More increases coming

The minimum wage hikes aren’t over. As part of I-433, the Department of Labor & Industries is required to make cost-of-living minimum wage increases continuing beyond 2021. Those increases are based on the consumer price index.

Supporters of the initiative, which also included paid-sick-leave requirements, said that the initiative “would boost the income of more than 730,000 low-wage workers, lifting families out of poverty and growing the economy. When workers have more money to spend, they spend it at local businesses.”

“Initiative 1433 will inject nearly $2.5 billion into local economies. This demand, in turn, creates more good-paying jobs. That’s why every state that raised the minimum wage in 2014 saw faster job growth than those that left wages stagnant. Put simply, this initiative helps businesses, workers, and families across Washington thrive,” according to a voters’ pamphlet statement offered by supporters.

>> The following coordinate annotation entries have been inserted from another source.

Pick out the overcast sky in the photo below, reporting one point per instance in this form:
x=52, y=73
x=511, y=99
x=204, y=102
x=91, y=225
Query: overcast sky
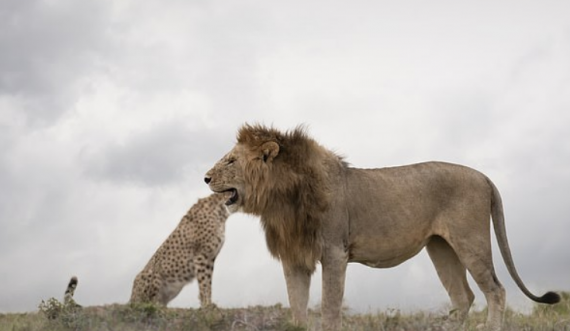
x=112, y=111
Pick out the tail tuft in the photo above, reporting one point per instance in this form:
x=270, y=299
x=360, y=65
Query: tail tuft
x=550, y=298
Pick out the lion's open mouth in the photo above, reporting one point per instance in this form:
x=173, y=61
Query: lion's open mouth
x=232, y=196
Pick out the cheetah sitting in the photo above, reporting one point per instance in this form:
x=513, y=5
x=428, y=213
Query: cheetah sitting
x=189, y=252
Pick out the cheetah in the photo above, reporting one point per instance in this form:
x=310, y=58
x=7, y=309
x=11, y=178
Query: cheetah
x=68, y=296
x=189, y=252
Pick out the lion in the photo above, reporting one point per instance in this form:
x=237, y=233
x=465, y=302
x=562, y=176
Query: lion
x=315, y=207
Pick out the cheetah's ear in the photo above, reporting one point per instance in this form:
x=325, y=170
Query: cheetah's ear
x=269, y=151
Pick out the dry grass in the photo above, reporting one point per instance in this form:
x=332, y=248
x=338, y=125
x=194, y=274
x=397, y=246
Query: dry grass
x=53, y=316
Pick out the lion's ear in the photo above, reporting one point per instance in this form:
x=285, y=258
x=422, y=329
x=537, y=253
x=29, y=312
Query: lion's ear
x=269, y=150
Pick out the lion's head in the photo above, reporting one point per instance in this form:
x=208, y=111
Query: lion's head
x=281, y=177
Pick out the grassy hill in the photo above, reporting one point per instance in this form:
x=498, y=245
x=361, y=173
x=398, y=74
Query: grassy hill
x=53, y=316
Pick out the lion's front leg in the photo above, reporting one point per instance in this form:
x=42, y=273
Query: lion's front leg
x=334, y=264
x=298, y=281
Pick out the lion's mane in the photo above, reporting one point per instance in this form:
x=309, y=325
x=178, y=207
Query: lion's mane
x=290, y=193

Joey Chmiko, the owner of Nonavo Pizza in downtown Vancouver, said the wage increases are likely going to cause him to raise prices. He avoided a price increase last year, when minimum wage went up 50 cents, to $12 per hour.

“We haven’t raised our prices since we opened,” he said. “I’m not looking at it as a giant impact.”

Chmiko said the minimum wage increases also affect higher-paid, more experienced employees, who used to make more money than “some kid coming out of high school with no experience.” Now that gap is narrowing, or business owners will have to raise wages for experienced employees.

Chmiko said he’s dealing with the added increases like any other expense, but, like any business, labor has always been the greatest expense.

Burgerville is another food service business preparing for the hikes. The company, which has locations in Portland and Vancouver, said it took out a $3 million loan in anticipation of minimum wage increases in both states. Oregon’s minimum wage in the Portland metro area is $12.50 per hour, rising to $13.25 on July 1, 2020.

The restaurant chain is under long-running contract negotiations with a union representing employees at five of the chain’s 41 locations. But Burgerville said the pre-emptive wage increases were not a result of negotiations.

Twilight Pizza in Camas is finding business much harder with the upcoming expenses. Twilight Pizza owner Morgan McColum last week posted the business she owns with her husband for sale, citing a number of reasons including family health issues, but one reason is due to Washington’s minimum wage increases — which was $7.93 in 2007.

“That’s amount’s almost doubled,” she said. “That’s got us pretty freaked out.”